Today we had our first meeting with Norman’s new teachers. They were really nice, and seem very keen to understand him and help him, academically and with his other needs. It seems that he’s lashing out a lot at school, struggling with the other children, losing his temper. When you read about children with attachment difficulties, it seems that these are typical behaviours.
Here are some numbers: Statistically, adopted children are 16 times more likely to be excluded from school in their first three years. Let that sink in. Children who have been traumatised, and who struggle with the stresses of school but aren’t even old enough to have learned to tie their own shoelaces, are being excluded from schools.
Have a look at this:
Now put yourself into Norman’s shoes. You are born. You know nothing of life, but your early experiences of it are tough. Social services are aware of problems at home fairly early on, but as is the current aim, they try and support your family to keep you and your baby brother at home and safe. It doesn’t work, and they move you. But due to your lack of experience, you are only 2 years old after all, you don’t understand that this is for your own good, that home environment is all you know. You are placed with your foster family. New sounds, new sights, new smells… but you’re scared. They seem nice, they keep you clean and warm and fed… maybe this isn’t so bad for you and Marvin, you start to settle. But after 18 months, along come these two ladies and suddenly you have to remember to call your mama something else because one of these strangers is called mama now and they come to your house every day and they keep taking you to places, and they say you have a new bedroom but it doesn’t look like your bedroom and the scary thing seems to be happening all over again because there’s that social worker lady and then one day, you live in a different house again and you don’t see the other families any more.

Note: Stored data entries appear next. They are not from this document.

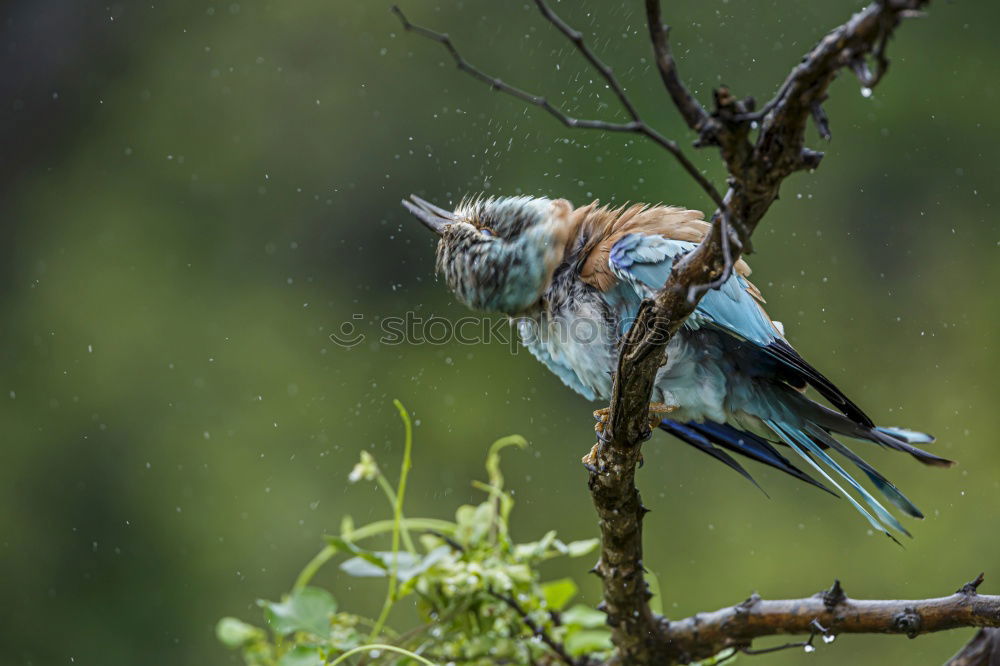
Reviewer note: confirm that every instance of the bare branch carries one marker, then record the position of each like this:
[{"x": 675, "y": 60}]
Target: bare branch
[
  {"x": 635, "y": 126},
  {"x": 737, "y": 626},
  {"x": 757, "y": 167},
  {"x": 693, "y": 113}
]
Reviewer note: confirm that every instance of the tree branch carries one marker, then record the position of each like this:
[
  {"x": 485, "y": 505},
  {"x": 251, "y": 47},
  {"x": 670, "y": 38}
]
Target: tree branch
[
  {"x": 706, "y": 634},
  {"x": 635, "y": 126},
  {"x": 760, "y": 148}
]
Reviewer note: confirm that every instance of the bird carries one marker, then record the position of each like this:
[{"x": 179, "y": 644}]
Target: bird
[{"x": 572, "y": 279}]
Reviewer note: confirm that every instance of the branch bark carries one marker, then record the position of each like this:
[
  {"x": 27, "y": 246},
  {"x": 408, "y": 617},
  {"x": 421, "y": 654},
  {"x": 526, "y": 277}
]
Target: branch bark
[
  {"x": 706, "y": 634},
  {"x": 760, "y": 148}
]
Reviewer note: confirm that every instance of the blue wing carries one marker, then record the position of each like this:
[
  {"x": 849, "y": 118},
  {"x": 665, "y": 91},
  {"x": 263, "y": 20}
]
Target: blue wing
[{"x": 757, "y": 348}]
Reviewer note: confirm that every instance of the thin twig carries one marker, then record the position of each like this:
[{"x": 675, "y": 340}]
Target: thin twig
[
  {"x": 737, "y": 626},
  {"x": 694, "y": 114},
  {"x": 635, "y": 126}
]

Norman was three and a half years old when he came home to us, so all of this happened before then. And it doesn’t even go into the detail of his early years. Imagine then, getting settled into nursery then changing again. Getting settled into reception then changing again. New rules, new sights, new sounds, and then being asked to do difficult things like reading and writing and numbers, while your poor little five year old brain is whizzing with all of the changes and new things to remember and new faces.

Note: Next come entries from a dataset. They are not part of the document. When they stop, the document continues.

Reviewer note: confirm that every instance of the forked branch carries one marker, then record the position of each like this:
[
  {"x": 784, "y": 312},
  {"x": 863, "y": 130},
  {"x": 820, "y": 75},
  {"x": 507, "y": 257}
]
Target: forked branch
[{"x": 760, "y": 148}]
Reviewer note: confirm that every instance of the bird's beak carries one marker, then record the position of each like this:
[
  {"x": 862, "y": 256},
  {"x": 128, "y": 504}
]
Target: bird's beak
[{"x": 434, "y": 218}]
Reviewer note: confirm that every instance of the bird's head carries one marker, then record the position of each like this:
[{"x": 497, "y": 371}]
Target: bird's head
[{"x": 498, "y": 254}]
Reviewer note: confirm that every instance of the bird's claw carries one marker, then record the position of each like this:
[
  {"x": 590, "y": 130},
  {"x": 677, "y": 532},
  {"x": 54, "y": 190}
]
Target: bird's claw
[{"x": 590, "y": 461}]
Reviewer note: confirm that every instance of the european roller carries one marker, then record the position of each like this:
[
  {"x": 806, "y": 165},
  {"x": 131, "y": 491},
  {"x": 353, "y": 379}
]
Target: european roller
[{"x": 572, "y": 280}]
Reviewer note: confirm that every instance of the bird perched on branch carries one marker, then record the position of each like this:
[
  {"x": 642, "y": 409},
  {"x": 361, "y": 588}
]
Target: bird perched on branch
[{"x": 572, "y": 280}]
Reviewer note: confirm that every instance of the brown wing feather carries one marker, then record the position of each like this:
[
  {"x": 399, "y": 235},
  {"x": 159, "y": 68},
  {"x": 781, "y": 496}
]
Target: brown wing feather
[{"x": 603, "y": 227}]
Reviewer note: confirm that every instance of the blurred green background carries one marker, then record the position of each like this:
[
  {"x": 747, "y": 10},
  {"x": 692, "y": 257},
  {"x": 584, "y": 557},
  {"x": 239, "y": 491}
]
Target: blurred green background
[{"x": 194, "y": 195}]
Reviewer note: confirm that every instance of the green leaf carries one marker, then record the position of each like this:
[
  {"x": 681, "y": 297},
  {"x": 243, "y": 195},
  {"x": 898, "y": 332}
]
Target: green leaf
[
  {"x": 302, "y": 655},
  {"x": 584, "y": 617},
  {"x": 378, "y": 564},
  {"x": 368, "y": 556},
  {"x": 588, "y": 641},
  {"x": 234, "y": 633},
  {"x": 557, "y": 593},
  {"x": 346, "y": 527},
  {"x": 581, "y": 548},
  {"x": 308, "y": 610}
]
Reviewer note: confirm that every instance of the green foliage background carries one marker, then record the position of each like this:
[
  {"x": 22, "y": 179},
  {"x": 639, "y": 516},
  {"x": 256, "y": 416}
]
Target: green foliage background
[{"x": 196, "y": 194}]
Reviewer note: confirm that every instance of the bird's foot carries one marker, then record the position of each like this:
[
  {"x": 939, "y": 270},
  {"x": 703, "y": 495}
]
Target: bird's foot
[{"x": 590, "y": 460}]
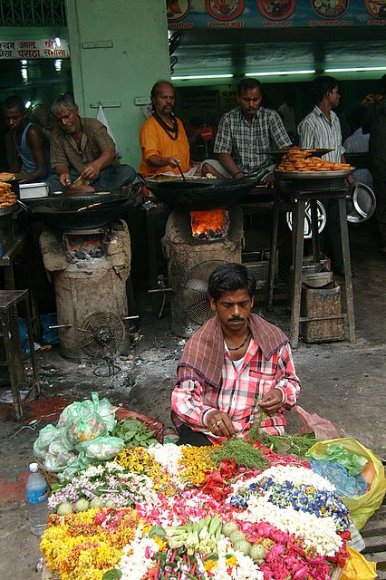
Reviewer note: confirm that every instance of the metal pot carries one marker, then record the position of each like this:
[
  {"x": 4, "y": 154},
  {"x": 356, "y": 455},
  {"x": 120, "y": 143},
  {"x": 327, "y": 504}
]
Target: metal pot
[
  {"x": 80, "y": 211},
  {"x": 195, "y": 195},
  {"x": 360, "y": 204}
]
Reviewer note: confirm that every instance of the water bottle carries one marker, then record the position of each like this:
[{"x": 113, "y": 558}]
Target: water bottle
[{"x": 36, "y": 493}]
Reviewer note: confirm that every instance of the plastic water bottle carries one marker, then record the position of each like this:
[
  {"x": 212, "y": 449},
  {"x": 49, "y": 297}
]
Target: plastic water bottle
[{"x": 36, "y": 493}]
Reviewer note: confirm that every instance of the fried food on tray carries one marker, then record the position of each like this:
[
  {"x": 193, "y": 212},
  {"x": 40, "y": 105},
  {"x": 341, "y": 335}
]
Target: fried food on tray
[
  {"x": 4, "y": 176},
  {"x": 301, "y": 160},
  {"x": 7, "y": 197}
]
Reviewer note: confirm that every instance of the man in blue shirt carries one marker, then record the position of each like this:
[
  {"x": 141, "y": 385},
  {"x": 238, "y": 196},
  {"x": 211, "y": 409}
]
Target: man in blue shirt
[{"x": 27, "y": 146}]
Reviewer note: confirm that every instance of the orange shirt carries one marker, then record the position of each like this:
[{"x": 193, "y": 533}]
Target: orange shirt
[{"x": 155, "y": 141}]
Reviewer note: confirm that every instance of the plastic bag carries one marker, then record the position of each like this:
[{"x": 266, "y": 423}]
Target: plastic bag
[
  {"x": 57, "y": 459},
  {"x": 42, "y": 443},
  {"x": 352, "y": 462},
  {"x": 357, "y": 567},
  {"x": 323, "y": 428},
  {"x": 24, "y": 341},
  {"x": 101, "y": 448},
  {"x": 362, "y": 507},
  {"x": 49, "y": 335},
  {"x": 83, "y": 421}
]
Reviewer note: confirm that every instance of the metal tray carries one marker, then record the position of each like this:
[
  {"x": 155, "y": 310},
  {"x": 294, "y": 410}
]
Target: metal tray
[
  {"x": 8, "y": 210},
  {"x": 314, "y": 174},
  {"x": 279, "y": 153}
]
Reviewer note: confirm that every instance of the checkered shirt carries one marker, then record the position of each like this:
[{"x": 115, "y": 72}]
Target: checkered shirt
[
  {"x": 243, "y": 141},
  {"x": 239, "y": 392},
  {"x": 315, "y": 131}
]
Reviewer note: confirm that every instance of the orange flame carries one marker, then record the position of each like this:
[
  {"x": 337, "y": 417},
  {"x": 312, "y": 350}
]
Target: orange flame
[{"x": 215, "y": 220}]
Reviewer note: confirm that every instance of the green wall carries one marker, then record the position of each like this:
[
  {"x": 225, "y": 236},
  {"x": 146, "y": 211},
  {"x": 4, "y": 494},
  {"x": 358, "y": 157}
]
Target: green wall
[{"x": 119, "y": 49}]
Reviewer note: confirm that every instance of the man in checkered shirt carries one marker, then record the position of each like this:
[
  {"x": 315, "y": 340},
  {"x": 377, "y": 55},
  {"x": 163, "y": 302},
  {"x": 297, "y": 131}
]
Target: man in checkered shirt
[
  {"x": 245, "y": 134},
  {"x": 236, "y": 366}
]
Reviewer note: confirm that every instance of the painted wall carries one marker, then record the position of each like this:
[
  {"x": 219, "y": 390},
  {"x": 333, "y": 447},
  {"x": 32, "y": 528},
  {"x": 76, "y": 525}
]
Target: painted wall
[{"x": 119, "y": 49}]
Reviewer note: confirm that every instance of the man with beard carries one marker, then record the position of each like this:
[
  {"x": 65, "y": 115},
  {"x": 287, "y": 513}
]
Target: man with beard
[
  {"x": 28, "y": 149},
  {"x": 234, "y": 369},
  {"x": 83, "y": 154},
  {"x": 245, "y": 133},
  {"x": 163, "y": 139}
]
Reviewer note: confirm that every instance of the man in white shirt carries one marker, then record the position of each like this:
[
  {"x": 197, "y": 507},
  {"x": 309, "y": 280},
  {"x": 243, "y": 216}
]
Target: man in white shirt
[{"x": 320, "y": 129}]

Last year Norman’s teacher complimented his ability to notice new people as they entered the classroom, to be polite and say hello to them, his “social skills”. He is polite, we taught him to be. He comes across as confident with new people, and charming. But actually those social skills are hyper-vigilance. He notices the new people because he is assessing the threat they pose, are they coming to take him away, or hurt him? How lovely, then, that so many of the other children are blissfully unaware of the fact that anyone else has even entered the classroom.

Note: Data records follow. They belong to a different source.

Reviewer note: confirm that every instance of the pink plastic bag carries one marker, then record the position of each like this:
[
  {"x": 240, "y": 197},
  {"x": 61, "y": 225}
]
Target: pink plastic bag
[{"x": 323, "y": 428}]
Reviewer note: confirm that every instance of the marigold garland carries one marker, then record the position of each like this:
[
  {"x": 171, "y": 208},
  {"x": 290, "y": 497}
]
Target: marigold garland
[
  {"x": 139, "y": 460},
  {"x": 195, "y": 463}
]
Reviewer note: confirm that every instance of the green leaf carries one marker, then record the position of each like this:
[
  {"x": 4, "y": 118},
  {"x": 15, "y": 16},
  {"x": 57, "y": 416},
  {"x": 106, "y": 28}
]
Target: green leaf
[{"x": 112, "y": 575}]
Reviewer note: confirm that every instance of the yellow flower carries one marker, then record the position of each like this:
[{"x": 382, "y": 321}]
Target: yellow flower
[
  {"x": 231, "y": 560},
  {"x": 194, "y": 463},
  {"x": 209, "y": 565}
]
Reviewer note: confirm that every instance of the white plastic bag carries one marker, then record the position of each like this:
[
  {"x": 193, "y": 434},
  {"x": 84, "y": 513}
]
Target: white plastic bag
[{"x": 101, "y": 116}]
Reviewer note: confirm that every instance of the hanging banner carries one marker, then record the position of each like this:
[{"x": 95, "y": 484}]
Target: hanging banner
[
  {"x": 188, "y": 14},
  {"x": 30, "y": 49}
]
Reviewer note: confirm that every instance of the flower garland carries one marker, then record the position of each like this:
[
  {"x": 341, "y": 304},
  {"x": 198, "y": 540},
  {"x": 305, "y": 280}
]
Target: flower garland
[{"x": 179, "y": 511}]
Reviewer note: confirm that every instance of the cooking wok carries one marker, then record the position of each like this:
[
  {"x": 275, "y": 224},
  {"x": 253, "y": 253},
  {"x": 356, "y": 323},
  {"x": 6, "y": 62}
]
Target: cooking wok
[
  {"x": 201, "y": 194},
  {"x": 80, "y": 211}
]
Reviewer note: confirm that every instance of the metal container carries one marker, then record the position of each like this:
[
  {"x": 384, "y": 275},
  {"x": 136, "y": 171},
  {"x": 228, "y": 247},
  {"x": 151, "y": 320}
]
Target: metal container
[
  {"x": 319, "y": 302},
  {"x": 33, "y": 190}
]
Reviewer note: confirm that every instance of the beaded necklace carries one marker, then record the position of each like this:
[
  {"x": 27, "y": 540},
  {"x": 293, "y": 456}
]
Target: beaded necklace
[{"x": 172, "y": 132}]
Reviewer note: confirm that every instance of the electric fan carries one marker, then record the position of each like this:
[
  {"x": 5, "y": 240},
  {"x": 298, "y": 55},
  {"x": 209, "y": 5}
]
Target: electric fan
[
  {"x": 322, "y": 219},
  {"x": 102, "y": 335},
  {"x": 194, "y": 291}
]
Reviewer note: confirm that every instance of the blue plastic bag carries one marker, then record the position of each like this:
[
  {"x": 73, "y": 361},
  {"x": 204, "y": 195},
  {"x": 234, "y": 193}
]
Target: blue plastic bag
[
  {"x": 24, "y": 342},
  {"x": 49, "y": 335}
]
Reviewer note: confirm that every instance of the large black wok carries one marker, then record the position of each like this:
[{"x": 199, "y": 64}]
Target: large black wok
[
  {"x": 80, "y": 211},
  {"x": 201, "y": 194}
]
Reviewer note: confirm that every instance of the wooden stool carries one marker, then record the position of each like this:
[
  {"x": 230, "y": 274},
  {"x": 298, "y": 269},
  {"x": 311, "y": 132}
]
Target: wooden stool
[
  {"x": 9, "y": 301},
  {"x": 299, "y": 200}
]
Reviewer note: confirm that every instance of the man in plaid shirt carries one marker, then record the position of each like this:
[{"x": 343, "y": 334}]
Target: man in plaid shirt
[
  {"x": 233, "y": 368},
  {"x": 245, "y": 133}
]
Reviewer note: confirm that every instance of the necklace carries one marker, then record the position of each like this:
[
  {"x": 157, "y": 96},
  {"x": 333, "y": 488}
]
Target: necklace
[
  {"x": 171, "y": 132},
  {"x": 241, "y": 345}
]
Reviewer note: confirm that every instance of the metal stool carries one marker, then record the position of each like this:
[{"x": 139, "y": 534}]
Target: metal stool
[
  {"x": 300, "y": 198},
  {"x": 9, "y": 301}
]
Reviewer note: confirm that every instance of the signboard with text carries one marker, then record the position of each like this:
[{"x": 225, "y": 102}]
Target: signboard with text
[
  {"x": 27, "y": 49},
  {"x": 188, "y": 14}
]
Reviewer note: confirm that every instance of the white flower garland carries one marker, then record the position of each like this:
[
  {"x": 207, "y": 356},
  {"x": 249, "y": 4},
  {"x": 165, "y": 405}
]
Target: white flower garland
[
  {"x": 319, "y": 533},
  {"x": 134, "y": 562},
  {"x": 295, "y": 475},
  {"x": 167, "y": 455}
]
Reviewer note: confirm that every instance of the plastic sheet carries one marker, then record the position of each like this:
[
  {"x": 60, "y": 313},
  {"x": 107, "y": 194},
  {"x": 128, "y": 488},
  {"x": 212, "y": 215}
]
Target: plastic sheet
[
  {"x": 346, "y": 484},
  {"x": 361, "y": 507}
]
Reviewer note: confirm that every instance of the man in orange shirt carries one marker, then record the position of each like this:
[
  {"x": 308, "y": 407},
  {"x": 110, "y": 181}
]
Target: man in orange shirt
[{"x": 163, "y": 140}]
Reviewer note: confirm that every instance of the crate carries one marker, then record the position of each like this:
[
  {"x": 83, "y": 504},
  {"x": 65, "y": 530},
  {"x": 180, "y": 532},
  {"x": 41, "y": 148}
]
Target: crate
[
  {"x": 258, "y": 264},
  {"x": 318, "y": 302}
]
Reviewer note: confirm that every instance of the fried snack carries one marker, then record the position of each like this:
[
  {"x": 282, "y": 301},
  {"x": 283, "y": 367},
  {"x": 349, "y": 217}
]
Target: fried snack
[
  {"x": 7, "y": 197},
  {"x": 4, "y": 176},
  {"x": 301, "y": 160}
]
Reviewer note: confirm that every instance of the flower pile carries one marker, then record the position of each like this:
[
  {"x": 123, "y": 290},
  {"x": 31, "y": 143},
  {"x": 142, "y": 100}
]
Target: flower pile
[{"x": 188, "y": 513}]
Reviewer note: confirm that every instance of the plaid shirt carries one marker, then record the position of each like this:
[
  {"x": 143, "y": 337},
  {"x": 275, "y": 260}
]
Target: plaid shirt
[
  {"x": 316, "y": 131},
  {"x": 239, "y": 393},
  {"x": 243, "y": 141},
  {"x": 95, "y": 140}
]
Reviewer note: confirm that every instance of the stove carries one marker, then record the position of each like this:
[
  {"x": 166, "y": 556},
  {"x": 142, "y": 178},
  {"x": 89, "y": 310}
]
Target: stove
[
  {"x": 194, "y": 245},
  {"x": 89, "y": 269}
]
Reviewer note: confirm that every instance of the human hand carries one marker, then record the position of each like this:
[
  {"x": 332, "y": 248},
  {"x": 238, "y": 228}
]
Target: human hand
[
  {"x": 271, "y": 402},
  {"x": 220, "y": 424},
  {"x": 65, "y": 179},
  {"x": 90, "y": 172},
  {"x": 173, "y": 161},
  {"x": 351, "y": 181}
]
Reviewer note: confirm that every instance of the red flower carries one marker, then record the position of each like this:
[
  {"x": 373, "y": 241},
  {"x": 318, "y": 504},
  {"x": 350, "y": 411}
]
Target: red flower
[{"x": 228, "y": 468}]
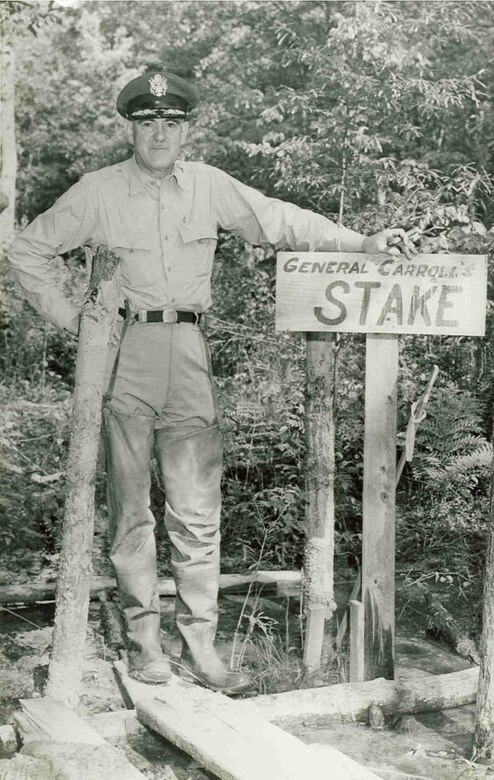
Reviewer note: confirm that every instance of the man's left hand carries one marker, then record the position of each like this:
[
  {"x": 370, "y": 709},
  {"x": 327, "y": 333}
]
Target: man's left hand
[{"x": 393, "y": 241}]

My little boy is scared. He goes to school and lashes out at other children over the smallest things, and it upsets me not only because I know other children are getting hurt, but because I understand that the reason for it is not malicious, but because he’s struggling so much to conform, to do his best work, but mostly just to feel safe in this world where grown ups can’t be trusted. So the next time your child comes out of school and tells you that “Norman did this” or “Norman did that” and you decide that Norman is a naughty boy and you tell your child not to play with him and you avoid my eyes in the playground and exclude me from your conversations, perhaps you should look a little bit deeper into a family that have been through a lot, and a little boy who, despite the beautiful smile, is afraid and needs love. If I sound angry today, it’s because I am.